河埜和正が四球を選んだものの、既に二死。打席には八番の矢沢正。ファウルで粘った後の八球目をフルスイングした打球がレフトスタンドに飛び込み、同点になったのだ。このまさかの一打で試合の形勢は変わった。新浦が十回表を抑えると、十回裏ジャイアンツは高田繁と土井正三が連打で無死一、二塁のチャンスをつくり、打席には王。そして王が、何とライトスタンドにサヨナラ3ラン本塁打!!
過熱する756号狂想曲にひとまずピリオドを打ったその翌日に、休養どころかサヨナラ本塁打。

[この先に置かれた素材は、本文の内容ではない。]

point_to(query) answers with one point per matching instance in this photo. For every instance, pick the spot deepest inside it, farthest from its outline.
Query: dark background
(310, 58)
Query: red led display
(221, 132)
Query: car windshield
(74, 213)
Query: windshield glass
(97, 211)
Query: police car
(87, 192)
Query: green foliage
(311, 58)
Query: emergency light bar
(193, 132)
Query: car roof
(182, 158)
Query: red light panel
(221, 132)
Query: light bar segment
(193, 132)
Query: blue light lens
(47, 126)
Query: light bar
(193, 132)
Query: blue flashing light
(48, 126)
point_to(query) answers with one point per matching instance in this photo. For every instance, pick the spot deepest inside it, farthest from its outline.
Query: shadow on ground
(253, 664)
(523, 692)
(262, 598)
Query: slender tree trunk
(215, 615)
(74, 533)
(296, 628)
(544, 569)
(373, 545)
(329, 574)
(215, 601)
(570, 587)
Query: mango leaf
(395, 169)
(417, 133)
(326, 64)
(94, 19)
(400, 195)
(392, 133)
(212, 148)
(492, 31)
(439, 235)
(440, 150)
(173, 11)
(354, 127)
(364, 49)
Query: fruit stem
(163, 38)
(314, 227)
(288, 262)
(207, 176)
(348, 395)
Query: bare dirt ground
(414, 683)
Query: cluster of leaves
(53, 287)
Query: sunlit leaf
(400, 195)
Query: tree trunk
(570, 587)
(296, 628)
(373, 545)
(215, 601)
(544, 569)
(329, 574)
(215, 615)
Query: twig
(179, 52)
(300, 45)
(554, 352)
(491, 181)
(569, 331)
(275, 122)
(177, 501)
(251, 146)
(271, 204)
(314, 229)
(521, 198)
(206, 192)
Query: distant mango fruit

これこそ王貞治の真骨頂であると敗戦処理。は思った。大記録達成の試合を生観戦出来なかったのは残念だったが、一日違いのチケットを持っているファンにもきちんと期待に応える王貞治の凄さを感じさせた試合だった。
そしてこの翌日、王は首相官邸を訪れ、当時の福田赳夫首相(福田康夫前首相の父)から国民栄誉賞を受賞する。王が国民栄誉賞の最初の受賞者であることはよく知られているが、より正確に言えば、王の功績を政府として讃えるために制定されたのが国民栄誉賞であるから、「王が国民栄誉賞を受賞した」というより「王によって国民栄誉賞が制定された」といった方が王と「国民栄誉賞」について触れるには妥当だと思う。

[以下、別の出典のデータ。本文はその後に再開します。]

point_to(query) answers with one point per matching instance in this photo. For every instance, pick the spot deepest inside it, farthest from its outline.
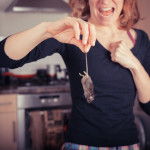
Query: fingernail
(85, 42)
(87, 49)
(77, 37)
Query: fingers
(92, 34)
(78, 43)
(69, 21)
(81, 27)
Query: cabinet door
(8, 130)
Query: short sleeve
(146, 61)
(146, 64)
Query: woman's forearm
(142, 82)
(19, 45)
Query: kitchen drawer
(8, 103)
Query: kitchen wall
(14, 22)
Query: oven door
(34, 116)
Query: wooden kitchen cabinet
(8, 122)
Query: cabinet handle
(6, 103)
(14, 131)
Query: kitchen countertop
(35, 89)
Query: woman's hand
(69, 29)
(121, 54)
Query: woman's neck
(106, 30)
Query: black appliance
(27, 103)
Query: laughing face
(105, 12)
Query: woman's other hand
(69, 29)
(120, 53)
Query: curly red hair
(128, 17)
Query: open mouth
(106, 12)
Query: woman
(119, 66)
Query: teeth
(105, 9)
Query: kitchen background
(38, 115)
(11, 22)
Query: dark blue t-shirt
(108, 120)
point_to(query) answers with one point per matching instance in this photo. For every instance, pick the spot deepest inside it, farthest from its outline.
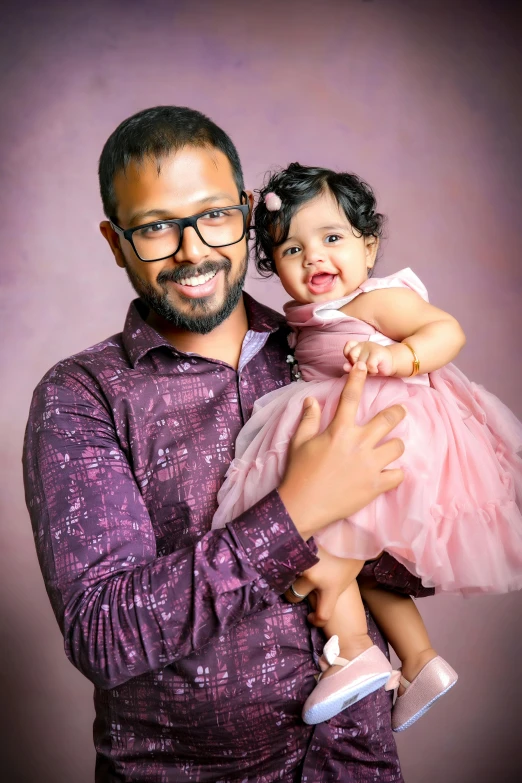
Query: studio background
(423, 100)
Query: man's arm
(123, 610)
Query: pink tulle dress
(455, 521)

蛇足だが週刊ベースボール11月3日号(ベースボール・マガジン社)の読者アンケート企画で、「王貞治監督の監督生活で、最も印象に残っていることは?」というのがあった。誌面に最も大きく掲載されたのは
「あれだけ苦戦しながら日本代表を世界一に導いたというのが印象的に残っているし、文字通り王監督が『世界の王』になった瞬間だと思うので」
というWBCを指したものだった。
この投稿者が何歳なのか知るよしもないが、本塁打の記録に関して日本の国内リーグの通算記録とアメリカ大リーグの記録を比較することがナンセンスだと思っていてWBC優勝によって初めて「世界の王」になったと言いたいのであれば、敗戦処理。的には残念ではある。この狂想曲当時、もちろんインターネットなどは存在しなかったが、たしかに一部では比較に対する疑問の声もあったのは事実だろう。しかしアメリカ大リーグの関係者、ファンにサダハル・オーの存在が刻まれたのはまさしくこの時であり、それだけでも充分に「世界の王」なのであるからだ。少なくとも敗戦処理。はそう確信している。
【1977年9月4日・後楽園】
S 100 001 100 0 =3
G 000 000 012 3×=6
S)梶間、●安田-大矢
G)小俣、西本、○新浦-矢沢
本塁打)ロジャー18号(小俣・1回)、マニエル35号(小俣・6回)矢沢2号2ラン(安田・9回)、王41号3ラン(安田・10回)
【参考文献】
朝日新聞縮刷版1977年9月(朝日新聞社刊)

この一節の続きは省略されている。